MSE_train = np.mean((pred_train-Y_train)**2)
MSE_val = np.mean((pred_val-Y_val)**2)

In [24]:
print(MSE_train)
print(MSE_val)

0.9113685285012638
0.9444777470972421


## Learning Rate Decay with Momentum


In [25]:
np.random.seed(123)
sgd = optimizers.SGD(lr=0.03, decay=0.0001, momentum=0.9)
model = Sequential()
model.add(layers.Dense(8, input_dim=12, activation='relu'))
model.add(layers.Dense(1, activation = 'linear'))

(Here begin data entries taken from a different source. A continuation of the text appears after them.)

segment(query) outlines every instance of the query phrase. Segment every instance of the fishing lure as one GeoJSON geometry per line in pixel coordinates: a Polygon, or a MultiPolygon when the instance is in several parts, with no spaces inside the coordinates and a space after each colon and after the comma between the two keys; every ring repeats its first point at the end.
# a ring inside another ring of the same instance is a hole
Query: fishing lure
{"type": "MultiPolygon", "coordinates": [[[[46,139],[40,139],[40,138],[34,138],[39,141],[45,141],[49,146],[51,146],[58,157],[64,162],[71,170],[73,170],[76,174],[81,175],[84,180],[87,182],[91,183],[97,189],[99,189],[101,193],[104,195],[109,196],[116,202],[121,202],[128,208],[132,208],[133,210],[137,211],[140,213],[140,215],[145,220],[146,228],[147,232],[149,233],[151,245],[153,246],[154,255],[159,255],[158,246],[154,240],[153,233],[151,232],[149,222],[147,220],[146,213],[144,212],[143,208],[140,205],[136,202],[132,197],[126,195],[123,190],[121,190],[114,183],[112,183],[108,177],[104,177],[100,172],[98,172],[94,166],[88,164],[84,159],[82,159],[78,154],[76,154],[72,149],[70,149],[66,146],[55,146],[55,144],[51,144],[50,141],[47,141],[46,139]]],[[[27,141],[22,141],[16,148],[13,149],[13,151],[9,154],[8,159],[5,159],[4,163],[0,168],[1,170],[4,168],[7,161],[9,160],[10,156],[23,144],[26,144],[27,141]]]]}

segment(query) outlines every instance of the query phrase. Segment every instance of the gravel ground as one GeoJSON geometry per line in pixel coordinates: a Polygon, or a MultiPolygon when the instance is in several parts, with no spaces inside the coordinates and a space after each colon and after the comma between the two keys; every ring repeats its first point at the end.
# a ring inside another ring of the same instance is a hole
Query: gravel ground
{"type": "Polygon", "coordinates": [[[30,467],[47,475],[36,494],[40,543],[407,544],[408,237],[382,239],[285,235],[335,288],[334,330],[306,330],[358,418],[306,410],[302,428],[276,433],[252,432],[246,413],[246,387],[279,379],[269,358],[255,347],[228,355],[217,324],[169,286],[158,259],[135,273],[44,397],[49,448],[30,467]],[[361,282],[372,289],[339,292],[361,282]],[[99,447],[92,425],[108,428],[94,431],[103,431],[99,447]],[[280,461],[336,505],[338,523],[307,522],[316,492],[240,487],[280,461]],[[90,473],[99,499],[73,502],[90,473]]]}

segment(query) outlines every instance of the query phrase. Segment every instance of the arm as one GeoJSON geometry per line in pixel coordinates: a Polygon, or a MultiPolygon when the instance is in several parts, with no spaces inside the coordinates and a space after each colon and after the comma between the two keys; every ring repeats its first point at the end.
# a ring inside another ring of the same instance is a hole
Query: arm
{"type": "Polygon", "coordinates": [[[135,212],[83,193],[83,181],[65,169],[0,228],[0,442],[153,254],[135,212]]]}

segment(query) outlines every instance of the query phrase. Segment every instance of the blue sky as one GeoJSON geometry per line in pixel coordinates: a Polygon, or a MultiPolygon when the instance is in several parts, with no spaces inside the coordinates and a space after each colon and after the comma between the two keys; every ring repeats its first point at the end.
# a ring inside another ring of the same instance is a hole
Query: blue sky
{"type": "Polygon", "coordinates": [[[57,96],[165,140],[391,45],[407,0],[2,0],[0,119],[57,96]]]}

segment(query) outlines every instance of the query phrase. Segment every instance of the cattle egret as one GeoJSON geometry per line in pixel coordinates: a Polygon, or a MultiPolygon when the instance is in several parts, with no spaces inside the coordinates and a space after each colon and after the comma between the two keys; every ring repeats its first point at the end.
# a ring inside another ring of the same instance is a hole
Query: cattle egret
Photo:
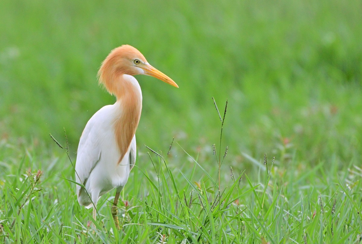
{"type": "Polygon", "coordinates": [[[98,72],[100,84],[115,96],[113,105],[102,108],[89,120],[79,141],[75,165],[78,201],[93,207],[96,219],[99,197],[117,189],[112,215],[119,228],[117,205],[119,193],[136,161],[135,133],[142,108],[142,93],[132,76],[153,76],[174,86],[177,84],[148,64],[139,51],[129,45],[114,49],[98,72]]]}

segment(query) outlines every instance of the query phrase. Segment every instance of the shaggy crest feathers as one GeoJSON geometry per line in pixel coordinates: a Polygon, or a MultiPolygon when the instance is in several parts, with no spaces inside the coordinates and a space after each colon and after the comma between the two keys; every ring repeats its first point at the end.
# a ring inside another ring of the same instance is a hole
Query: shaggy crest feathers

model.compile(optimizer= sgd ,loss='mse',metrics=['mse'])
hist = model.fit(X_train, Y_train, batch_size=32, 
                 epochs=100, validation_data = (X_val, Y_val), verbose = 0)

In [26]:
pred_train = model.predict(X_train).reshape(-1)
pred_val = model.predict(X_val).reshape(-1)

MSE_train = np.mean((pred_train-Y_train)**2)
MSE_val = np.mean((pred_val-Y_val)**2)

In [27]:
print(MSE_train)
print(MSE_val)

0.8188327426055082
0.9218409795298302


## Additional Resources
* https://github.com/susanli2016/Machine-Learning-with-Python/blob/master/Consumer_complaints.ipynb  

* https://catalog.data.gov/dataset/consumer-complaint-database  

* https://machinelearningmastery.com/dropout-regularization-deep-learning-models-keras/  

* https://machinelearningmastery.com/grid-search-hyperparameters-deep-learning-models-python-keras/  

* https://machinelearningmastery.com/regression-tutorial-keras-deep-learning-library-python/  

* https://stackoverflow.com/questions/37232782/nan-loss-when-training-regression-network  

* https://machinelearningmastery.com/grid-search-hyperparameters-deep-learning-models-python-keras/


## Summary  

In this lab, we began to practice some of the concepts regarding normalization and optimization for neural networks. In the final lab for this section, you'll independently practice these concepts on your own in order to tune a model to predict individuals payments to loans.